30 Mart akşamı ne yazık ki Türkiye’nin birçok yerinde yaşanan don olayı yüzünden birçok tarım alanı zarar gördü, ürünlerde yanmalar oldu. Bundan Tirebolu’daki fındık bahçeleri de ciddi ölçüde etkilendi. Bir de üstüne asma bitkilerde özellikle üzümlerde görülen külleme hastalığının fındığa bulaşması bu yıl verimi önemli ölçüde düşürdü. Doğa karşısında çok yapılacak bir şey yokken bir de üstüne hiç beklenmedik bir şekilde külleme hastalığının gelmesi üreticinin elini kolunu bağladı. Ne kurumlar bazında ne de zirai ilaç üreticileri bazında bir araştırma olmadığı için buna çare de bulunamadı. Bu yıl 0-250 rakım arası fındık bahçelerindeki ürünlerde yüzde 60 oranında yanık görüldü.

Çay ise her dem yeşil bir bitki olduğu için ve 3 yılın 3 dönemi (sürgün) toplandığı için fındık kadar etkilenmedi. Mart ayında yaşanan don olayı sebebiyle üretici gübreleme dönemini Nisan ayına sarkıttı ve bu da çayın kampanya döneminin 15 gün kadar gecikmesine sebep oldu. Rekolte bakımında ton bazında 200 kilogram kadar bir düşme oldu ama bunu Temmuz ayındaki sürgünde geçen yıla göre biraz fazla daha verimli geçeceği için dengelemiş oldu. Bu yıl çay üreticisi için ciddi bir kayıp söz konusu değil fakat fındık önemli ölçüde etkilendi.

“ZOR DURUMDA OLAN ÜRETİCİLER İÇİN YENİ ÇÖZÜMLER GETİRİLMELİ”

Üreticiyi destekleme konusunda devletin çalışmaları yeterli mi sizce?

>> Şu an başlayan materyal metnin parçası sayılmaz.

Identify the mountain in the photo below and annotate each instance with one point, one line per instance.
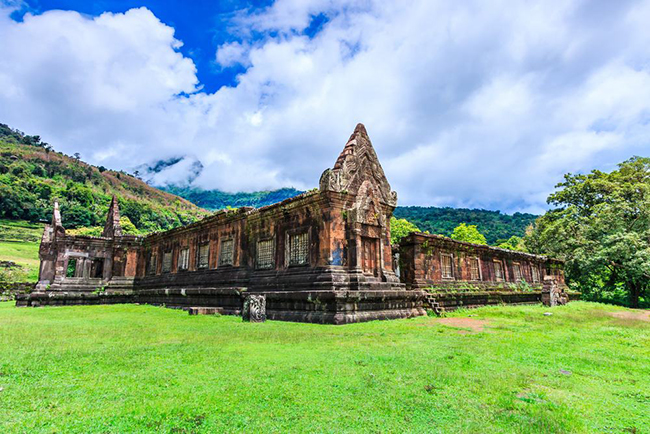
(215, 199)
(33, 175)
(493, 224)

Üretici açısından bakarsak yetersiz fakat devlet açısından bakarsak fazlasıyla destek veriliyor. Bunun sebepleri var tabii ki. Bunun başında çay tarlalarını ruhsata bağlama işi geliyor. Devlet üreticinin tarlalarını kayıt altına almak için ruhsat sistemini getirdi. Fakat miras yoluyla bölünmüş tarlalarda hak sahipleri birden arttı. Büyük şehirleri kendi hayatını devam ettiren; memurluk, esnaflık yapanlar birden çay üreticisi oldu. Bu sebeple devlete bağlı üretici arttı ve asıl üreten ise gerekli desteği alamadığı için sistem aksamaya başladı. Bir diğer sebep devletin ürün bazlı değil alan bazlı destekte bulunması. Ürün bazlı destek olmayınca da bu sefer üretici yeni tarım metotlarını kabullenmiyor. Arazisi geniş olan iyi destek alıyor ama küçük arazisi olan ise yeterli destek almadığı için yeni ürünlere yönelme konusunda isteksiz davranıyor.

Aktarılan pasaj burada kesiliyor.